São tantos os desejos de Monika…

Por Antônio Roberto Gerin

 MONIKA E O DESEJO (92’), Suécia (1953), é um filme um pouquinho menor que as grandes obras primas de Ingmar Bergman, mas, como tantos dos seus filmes que viriam depois, este também traz embutida em sua narrativa uma força humana incontrolável. A lupa da realidade é colocada inteira sobre a mulher, e o que se vê é uma esplendorosa configuração da alma feminina às voltas em satisfazer seus desejos, de um lado, e a obrigação de assumir os papeis sociais que lhe são impostos, do outro. São eles compatíveis, desejo e obrigação? Para Monika, parece que não.

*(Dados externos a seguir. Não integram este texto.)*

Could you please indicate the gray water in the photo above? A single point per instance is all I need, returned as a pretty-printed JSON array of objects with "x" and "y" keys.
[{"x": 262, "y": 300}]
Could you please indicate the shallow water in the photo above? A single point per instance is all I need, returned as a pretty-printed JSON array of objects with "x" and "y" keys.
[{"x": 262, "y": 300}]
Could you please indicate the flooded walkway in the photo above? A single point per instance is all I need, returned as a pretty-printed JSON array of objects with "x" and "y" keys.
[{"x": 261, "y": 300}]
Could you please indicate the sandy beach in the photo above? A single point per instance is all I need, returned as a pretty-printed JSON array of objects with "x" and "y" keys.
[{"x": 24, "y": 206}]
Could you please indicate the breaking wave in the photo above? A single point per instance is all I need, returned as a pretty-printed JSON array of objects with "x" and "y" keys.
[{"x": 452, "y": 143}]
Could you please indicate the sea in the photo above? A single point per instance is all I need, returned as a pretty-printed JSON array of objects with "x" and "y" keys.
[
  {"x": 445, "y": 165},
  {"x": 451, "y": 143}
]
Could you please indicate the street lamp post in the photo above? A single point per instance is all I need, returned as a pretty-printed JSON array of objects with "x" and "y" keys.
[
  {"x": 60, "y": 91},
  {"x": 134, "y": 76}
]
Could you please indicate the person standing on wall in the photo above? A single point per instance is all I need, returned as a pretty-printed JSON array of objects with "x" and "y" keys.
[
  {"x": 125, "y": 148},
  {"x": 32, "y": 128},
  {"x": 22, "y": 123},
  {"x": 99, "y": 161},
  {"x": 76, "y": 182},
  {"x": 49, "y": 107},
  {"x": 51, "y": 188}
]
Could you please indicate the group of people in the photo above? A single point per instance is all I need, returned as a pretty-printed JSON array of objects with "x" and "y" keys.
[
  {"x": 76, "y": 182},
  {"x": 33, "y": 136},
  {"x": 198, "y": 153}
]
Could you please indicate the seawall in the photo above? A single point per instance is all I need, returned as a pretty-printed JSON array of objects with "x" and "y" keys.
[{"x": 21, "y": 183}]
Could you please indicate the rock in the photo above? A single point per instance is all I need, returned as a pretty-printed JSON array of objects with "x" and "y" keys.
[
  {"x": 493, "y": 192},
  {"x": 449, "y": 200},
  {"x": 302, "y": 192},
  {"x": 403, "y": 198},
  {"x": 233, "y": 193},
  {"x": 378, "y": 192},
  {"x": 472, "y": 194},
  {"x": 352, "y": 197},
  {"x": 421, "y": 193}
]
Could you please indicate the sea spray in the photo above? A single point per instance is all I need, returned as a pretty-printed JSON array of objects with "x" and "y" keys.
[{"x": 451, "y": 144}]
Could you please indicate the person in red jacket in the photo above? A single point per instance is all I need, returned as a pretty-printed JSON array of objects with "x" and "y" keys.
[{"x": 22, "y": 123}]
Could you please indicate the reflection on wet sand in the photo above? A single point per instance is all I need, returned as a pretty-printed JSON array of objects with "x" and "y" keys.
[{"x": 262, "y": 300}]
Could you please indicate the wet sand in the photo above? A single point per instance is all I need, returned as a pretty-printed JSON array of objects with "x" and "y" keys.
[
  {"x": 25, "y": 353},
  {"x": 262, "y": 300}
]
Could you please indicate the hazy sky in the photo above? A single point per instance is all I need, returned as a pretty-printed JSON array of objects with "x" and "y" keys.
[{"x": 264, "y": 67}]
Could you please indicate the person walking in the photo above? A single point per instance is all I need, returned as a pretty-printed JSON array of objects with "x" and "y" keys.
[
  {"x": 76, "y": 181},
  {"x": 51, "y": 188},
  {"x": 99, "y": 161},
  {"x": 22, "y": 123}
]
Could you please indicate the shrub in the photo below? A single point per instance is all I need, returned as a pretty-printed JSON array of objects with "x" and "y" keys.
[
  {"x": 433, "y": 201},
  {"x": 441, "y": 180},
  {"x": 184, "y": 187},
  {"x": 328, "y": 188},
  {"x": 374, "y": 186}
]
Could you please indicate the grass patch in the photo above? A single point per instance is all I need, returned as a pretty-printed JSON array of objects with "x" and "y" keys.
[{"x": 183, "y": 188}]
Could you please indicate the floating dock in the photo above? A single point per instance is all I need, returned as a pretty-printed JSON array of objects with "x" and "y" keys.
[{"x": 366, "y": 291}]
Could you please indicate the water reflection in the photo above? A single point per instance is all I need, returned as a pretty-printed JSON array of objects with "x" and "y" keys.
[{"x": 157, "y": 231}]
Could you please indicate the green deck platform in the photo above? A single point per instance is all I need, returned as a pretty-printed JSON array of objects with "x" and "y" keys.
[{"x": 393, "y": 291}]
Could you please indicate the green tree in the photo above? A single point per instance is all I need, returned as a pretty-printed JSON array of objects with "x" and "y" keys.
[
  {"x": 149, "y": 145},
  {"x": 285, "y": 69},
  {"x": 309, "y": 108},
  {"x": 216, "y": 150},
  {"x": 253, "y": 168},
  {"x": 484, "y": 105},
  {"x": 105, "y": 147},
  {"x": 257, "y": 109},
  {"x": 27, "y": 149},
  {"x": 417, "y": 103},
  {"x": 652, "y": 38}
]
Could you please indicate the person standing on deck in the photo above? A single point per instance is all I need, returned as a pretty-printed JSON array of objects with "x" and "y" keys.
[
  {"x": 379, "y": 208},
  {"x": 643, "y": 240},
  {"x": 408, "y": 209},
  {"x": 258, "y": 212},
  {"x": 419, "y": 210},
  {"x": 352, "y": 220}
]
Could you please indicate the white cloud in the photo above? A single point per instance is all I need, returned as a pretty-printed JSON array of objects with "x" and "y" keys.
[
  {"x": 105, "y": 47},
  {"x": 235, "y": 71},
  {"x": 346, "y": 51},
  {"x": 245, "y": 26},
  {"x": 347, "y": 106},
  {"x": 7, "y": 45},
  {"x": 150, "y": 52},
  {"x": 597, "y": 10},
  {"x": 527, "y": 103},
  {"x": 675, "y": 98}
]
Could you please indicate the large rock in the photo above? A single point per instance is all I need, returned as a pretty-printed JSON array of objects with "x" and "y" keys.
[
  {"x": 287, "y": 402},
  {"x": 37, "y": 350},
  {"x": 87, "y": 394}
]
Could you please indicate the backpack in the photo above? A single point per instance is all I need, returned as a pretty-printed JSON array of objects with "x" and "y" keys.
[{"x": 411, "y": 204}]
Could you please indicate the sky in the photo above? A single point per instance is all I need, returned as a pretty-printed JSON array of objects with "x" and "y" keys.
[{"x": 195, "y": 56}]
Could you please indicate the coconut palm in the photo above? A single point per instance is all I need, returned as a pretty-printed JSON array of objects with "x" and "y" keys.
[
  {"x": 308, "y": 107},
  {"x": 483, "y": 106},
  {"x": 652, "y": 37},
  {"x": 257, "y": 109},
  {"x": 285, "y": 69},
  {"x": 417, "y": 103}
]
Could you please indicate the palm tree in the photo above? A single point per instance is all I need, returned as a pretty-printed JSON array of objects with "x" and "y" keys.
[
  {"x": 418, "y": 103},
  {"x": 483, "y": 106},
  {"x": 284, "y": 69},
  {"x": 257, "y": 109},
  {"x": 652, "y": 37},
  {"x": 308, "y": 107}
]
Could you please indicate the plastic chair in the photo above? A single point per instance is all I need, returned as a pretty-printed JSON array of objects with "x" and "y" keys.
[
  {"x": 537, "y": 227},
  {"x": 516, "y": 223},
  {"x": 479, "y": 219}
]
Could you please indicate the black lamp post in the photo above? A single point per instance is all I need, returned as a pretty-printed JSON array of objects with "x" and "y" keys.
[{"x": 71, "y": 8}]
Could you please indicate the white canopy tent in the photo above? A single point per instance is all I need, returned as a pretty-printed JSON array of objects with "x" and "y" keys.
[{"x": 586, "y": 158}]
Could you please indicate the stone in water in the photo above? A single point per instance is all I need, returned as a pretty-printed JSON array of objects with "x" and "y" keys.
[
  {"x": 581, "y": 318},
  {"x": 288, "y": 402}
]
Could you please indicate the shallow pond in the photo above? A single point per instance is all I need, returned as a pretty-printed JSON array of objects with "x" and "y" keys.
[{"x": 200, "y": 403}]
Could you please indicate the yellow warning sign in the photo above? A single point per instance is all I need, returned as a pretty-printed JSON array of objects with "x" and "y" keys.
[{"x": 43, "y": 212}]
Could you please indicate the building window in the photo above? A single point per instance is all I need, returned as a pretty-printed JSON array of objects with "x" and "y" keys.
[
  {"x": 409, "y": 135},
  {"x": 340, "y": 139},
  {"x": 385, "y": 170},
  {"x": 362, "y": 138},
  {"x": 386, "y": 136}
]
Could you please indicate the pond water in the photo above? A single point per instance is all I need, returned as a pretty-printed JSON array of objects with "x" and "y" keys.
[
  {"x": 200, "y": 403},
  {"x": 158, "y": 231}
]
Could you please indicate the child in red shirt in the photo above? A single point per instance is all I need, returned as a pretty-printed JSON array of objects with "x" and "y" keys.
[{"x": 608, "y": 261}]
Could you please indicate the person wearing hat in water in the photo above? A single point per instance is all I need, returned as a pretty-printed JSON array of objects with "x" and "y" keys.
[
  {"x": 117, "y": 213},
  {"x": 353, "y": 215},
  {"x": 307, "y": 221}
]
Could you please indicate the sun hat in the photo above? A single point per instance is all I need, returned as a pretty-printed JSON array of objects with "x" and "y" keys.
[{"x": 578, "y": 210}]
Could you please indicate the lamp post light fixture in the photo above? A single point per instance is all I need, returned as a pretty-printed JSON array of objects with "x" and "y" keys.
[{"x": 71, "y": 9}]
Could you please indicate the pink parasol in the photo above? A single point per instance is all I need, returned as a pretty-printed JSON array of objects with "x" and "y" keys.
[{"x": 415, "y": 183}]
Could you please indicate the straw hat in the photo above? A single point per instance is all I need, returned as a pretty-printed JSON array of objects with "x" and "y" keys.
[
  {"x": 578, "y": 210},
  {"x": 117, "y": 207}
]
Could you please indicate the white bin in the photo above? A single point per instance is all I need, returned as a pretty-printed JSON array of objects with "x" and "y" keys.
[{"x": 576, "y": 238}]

Monika e o Desejo é o primeiro filme de Bergman que tem distribuição mundial, um sintoma claro de como o jovem diretor já começa a se firmar como uma voz imponente na cinematografia da época. E mais. Este filme traz as primeiras amostras das ousadias do diretor, como a nudez exuberante de Harriet Andersson, tendo tido, inclusive, sérios problemas com a censura. É Bergman nos apresentando a mulher por inteiro, nua por dentro e por fora.

Monika é uma jovem ambiciosa, sonhadora, cheia de vida, dominada por desejos que exalam uma urgência indomável e que vai desembocar nas atitudes sensualmente impulsivas da Monika mulher. Ainda mais que Harriet empresta à personagem uma característica que é da atriz Harriet, o sorriso carnal, que escancara o malicioso desejo de liberdade que Monika faz questão de não esconder. Ela quer mais, ela quer tudo. Ela quer a vida para si, inteira, sem as amarras do cotidiano.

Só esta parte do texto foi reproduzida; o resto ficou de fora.